Saudi Arabia: Kingdom will require foreign firms to set up shop

Saudi HQ: Kingdom will require foreign firms to set up shop
A group of 24 international firms including Deloitte, PricewaterhouseCoopers, Bechtel and PepsiCo announced they were moving their regional headquarters to the kingdom at an annual investment conference organised by Saudi Arabia’s sovereign wealth fund last month [File: Maya Anwar/Bloomberg]

Saudi Arabia has offered firms a package of incentives including tax breaks to urge them to set up shop in the kingdom under a plan dubbed ‘Project HQ’, which is also designed to shift the Gulf’s business hub away from Dubai.

Saudi Arabia said it will stop working with foreign firms that don’t base their Middle East headquarters in the kingdom, in its latest effort to shift the Gulf region’s business hub away from Dubai.
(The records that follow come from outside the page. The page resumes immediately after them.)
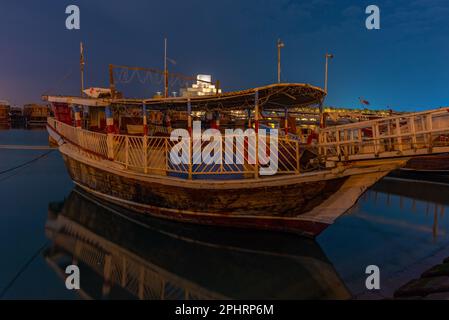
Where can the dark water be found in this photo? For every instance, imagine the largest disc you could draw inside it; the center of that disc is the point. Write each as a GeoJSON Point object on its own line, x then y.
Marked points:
{"type": "Point", "coordinates": [46, 225]}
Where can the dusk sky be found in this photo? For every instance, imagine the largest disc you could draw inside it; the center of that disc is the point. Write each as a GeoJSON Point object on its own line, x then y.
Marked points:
{"type": "Point", "coordinates": [404, 65]}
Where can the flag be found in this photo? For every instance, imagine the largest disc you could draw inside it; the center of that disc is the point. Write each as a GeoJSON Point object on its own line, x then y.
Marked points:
{"type": "Point", "coordinates": [171, 60]}
{"type": "Point", "coordinates": [363, 101]}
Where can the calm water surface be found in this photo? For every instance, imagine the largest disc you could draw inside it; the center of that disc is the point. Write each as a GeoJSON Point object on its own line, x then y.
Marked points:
{"type": "Point", "coordinates": [46, 225]}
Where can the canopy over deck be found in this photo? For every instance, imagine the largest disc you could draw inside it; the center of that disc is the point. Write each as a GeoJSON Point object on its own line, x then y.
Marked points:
{"type": "Point", "coordinates": [275, 96]}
From Jan. 1, 2024 the government as well as agencies, institutes and funds owned by the state will no longer contract any companies or commercial institutions unless they have a regional hub in Saudi Arabia, according to a statement on the Saudi Press Agency attributed to an official source. The move is intended to encourage foreign firms to hire more Saudi nationals and limit “economic leakage,” according to the SPA report.